I had a GCP Cloud Run function that rendered videos. It was fine for one video per request but after that it slowed to a crawl and needed to shut down to clear out whatever was wrong. I assume a memory leak in MoviePy? Spent a couple of days looking at multiple options and trying different things, in the end I just duplicated the service so I had three of them and rotated which one we sent video renders to and do each render one at a time. It was by far the cheapest solution, means we processed them in parallel rather than serially so it was faster, all in all it worked a treat.
Hah welcome to cloudrun! I was evaluating it a few years ago to host some internal corporate app.
It worked great and was way easier to deploy than k8s setups. However after some testing we found out that the core logic of the app - a long running process, would just crawl to a halt after some time.

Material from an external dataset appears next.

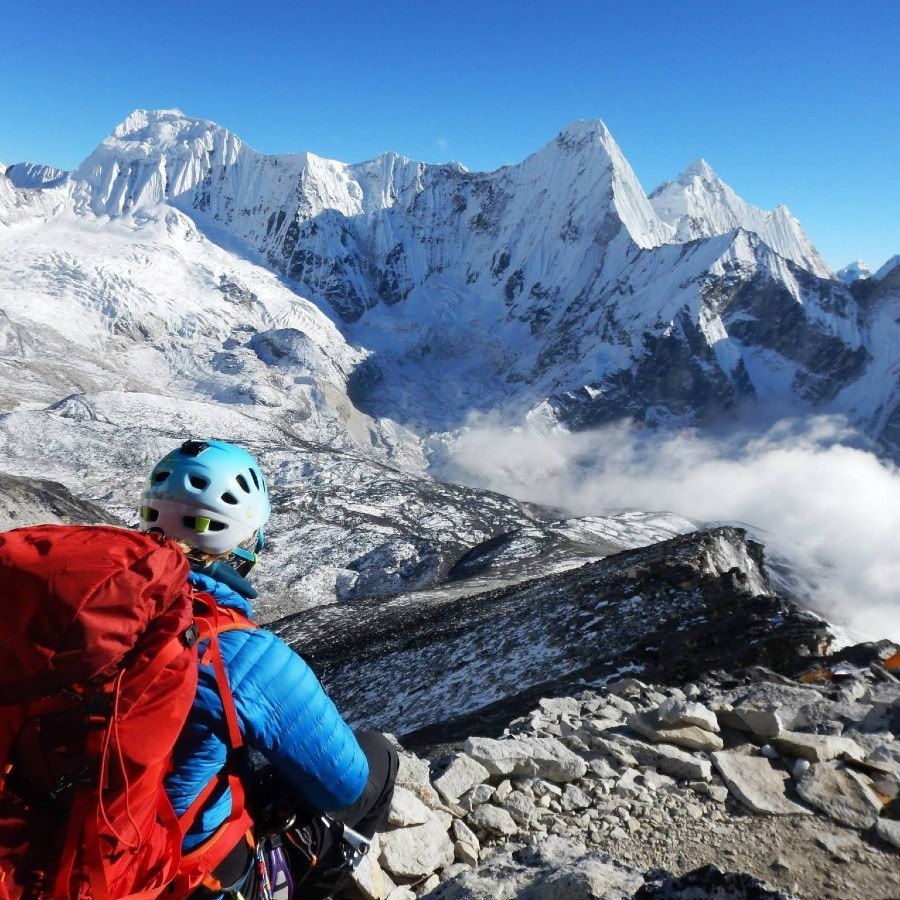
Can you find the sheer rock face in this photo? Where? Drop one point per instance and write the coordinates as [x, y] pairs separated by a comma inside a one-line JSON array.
[[555, 287], [25, 501]]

It turned out google wanted to push you to use their (paid) queue / pubsub solutions, but they didn’t want it to be _too_ obvious, so cloudrun would actually throttle its cpu sometime after the request it was spawned was returned.

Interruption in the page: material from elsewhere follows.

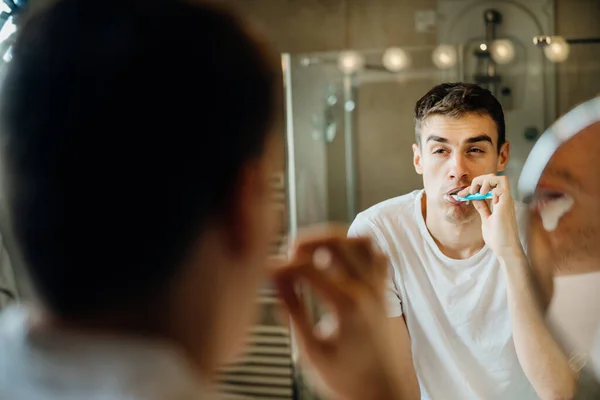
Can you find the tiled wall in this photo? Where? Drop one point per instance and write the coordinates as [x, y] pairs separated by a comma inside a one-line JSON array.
[[384, 137], [298, 26], [578, 79]]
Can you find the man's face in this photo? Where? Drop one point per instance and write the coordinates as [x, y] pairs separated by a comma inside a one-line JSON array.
[[573, 246], [452, 152]]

Our logic was based on pushing stuff in a queue and having it be processed outside of a request, but google just f*ked with that solution.

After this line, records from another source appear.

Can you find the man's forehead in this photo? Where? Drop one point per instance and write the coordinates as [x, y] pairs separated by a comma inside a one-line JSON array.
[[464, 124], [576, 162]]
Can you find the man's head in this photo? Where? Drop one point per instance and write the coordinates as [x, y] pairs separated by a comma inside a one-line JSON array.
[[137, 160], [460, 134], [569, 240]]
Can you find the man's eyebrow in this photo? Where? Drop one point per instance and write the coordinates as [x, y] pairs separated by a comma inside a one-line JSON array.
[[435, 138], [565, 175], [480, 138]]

And it would have been fine if that was upfront info, but it was buried in a doc page somewhere obscure, small print…
that was the whole point of cloud run, which was obvious when you looked at the pricing for it: If an instance is not processing requests, the CPU is not allocated and you're not charged.
This reminds me of a service I recently found that was routinely crashing out and being restarted automatically. I fixed the crash, but it turns out it had ALWAYS been crashing on a reliable schedule - and keeping the service alive longer created a plethora of other issues, memory leaks being just one of them.
That was a structural crash and I should not have addressed it.
At Fastmail the ops team we ran fail overs all the time just to get our failures so reliable they worked no matter what. Only once in my tenure did a fail over fail and in that case there was a --yolo flag
At reddit we would randomly select a process to kill every 10 minutes out of the 10 or so on each machine, just so they would all get a restart in case we didn't do a deployment for a few days.
At Amazon they schedule service bounces during code freeze for any service that is known to have memory leaks because it's easier than finding the leak, which isn't usually an issue since it gets deployed so often.
Oooh, you’ve just reminded me of the email server at my first dev job. It would crash every few days and no one could work out why. In the end someone just wrote a cron job type thing to restart it it once a day, problem solved!